As stated by the investigators, “We modified selection procedures of the apheresis product to systematically improve the consistency and reduce inherent interpatient variability of the starting material. This minor modification enhanced manufacturing feasibility but led to a direct increase in inflammatory toxicities, which prompted dose de-escalation with preserved efficacy at a dose that we previously declared as suboptimal.”
Key Findings
In the entire trial, 58 patients received CD22-targeted CAR T-cell infusions at five dose levels, including two dose levels using T-cell selected product. Overall, 51 (87.9%) patents had received prior CD19-targeted therapy.
Among all 58 patients, cytokine release syndrome occurred in 50 (86.2%) and was grade 1 or 2 in 45 (90%). Neurologic toxicity was observed in 19 (32.8%) and was grade 1 or 2 in all but 1 patient.
Hemophagocytic lymphohistiocytosis (HLH)/macrophage activation syndrome (MAS)–like manifestations were observed in 19 patients (32.8%). HLH/MAS-directed treatment included anakinra alone, anakinra plus corticosteroids, or corticosteroids alone.
Among 7 patients treated at the higher T-cell–selected product dose level (1 x 106 CAR T cells per kg), HLH/MAS-like manifestations occurred in 5, compared with 3 of 18 in a cohort treated at a non–T-cell–selected product dose level of 1 x 106/kg. Symptomatic coagulopathy occurred in four of seven patients in the higher dose level group.
These findings prompted de-escalation of T-cell selected product dose level to 3 x 105/kg in a cohort of 25 patients, which was associated with reduced incidence of HLH/MAS-like features (11 patients) and coagulopathy (2 patients) without apparent reduction in efficacy. Complete remission was observed in 6 (85.7%) of 7 patients in the higher-dose cohort compared with 19 (76.0%) of 25 patients in the de-escalated dose cohort.
Among all 58 patients in the trial, the complete remission rate was 70% and median overall survival was 13.4 months (95% confidence interval [CI] =7.7–20.3 months). Among patients with a complete response, median relapse-free survival was 6.0 months (95% CI = 4.1–6.5 months).
A total of 13 patients proceeded to stem cell transplantation.
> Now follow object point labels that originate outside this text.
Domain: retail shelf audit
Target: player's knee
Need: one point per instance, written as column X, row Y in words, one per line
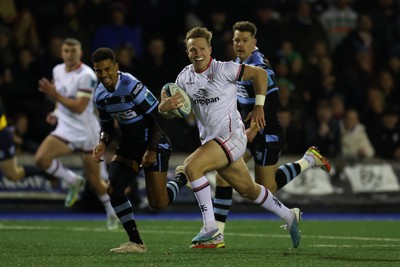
column 157, row 204
column 42, row 162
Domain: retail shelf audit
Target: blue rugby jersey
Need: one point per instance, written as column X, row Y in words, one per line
column 246, row 97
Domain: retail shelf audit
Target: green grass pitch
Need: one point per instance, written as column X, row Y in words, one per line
column 249, row 243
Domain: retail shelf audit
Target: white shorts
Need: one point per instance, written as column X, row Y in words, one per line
column 81, row 141
column 233, row 144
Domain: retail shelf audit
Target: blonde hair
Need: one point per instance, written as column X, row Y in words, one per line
column 198, row 32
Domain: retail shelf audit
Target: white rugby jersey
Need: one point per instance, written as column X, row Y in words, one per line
column 213, row 95
column 79, row 82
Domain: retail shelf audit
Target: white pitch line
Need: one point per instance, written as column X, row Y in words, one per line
column 176, row 232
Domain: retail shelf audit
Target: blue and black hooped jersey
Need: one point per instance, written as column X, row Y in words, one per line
column 246, row 95
column 130, row 105
column 3, row 120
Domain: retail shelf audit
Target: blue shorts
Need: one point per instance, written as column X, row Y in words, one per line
column 7, row 147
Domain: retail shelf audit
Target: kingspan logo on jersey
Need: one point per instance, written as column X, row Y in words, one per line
column 201, row 97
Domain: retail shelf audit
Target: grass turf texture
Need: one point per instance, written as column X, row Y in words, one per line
column 249, row 243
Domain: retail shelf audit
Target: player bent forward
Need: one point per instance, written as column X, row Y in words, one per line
column 222, row 131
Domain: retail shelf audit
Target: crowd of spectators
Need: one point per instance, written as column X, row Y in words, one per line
column 337, row 61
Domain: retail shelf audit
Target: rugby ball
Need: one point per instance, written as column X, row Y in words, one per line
column 184, row 111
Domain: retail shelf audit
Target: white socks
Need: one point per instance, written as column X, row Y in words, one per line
column 58, row 170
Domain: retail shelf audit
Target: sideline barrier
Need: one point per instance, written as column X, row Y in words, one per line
column 373, row 183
The investigators concluded: “In the largest experience of CD22 CAR T cells to our knowledge, we provide novel information on the impact of manufacturing changes on clinical outcomes and report on unique CD22 CAR T-cell toxicities and toxicity mitigation strategies. The remission induction rate supports further development of CD22 CAR T cells as a therapeutic option in patients resistant to CD19-targeted immunotherapy.”
Nirali N. Shah, MD, MHSc, of the Pediatric Oncology Branch, Center for Cancer Research, National Cancer Institute, is the corresponding author for the Journal of Clinical Oncology article.
Disclosure: The study was supported by the Intramural Research Program of the National Institutes of Health, National Cancer Institute, National Institutes of Health Clinical Center, a grant from Stand Up To Cancer–St. Baldrick’s Pediatric Dream Team, and a Cooperative Research and Development Agreement with Juno Therapeutics. For full disclosures of the study authors, visit ascopubs.org.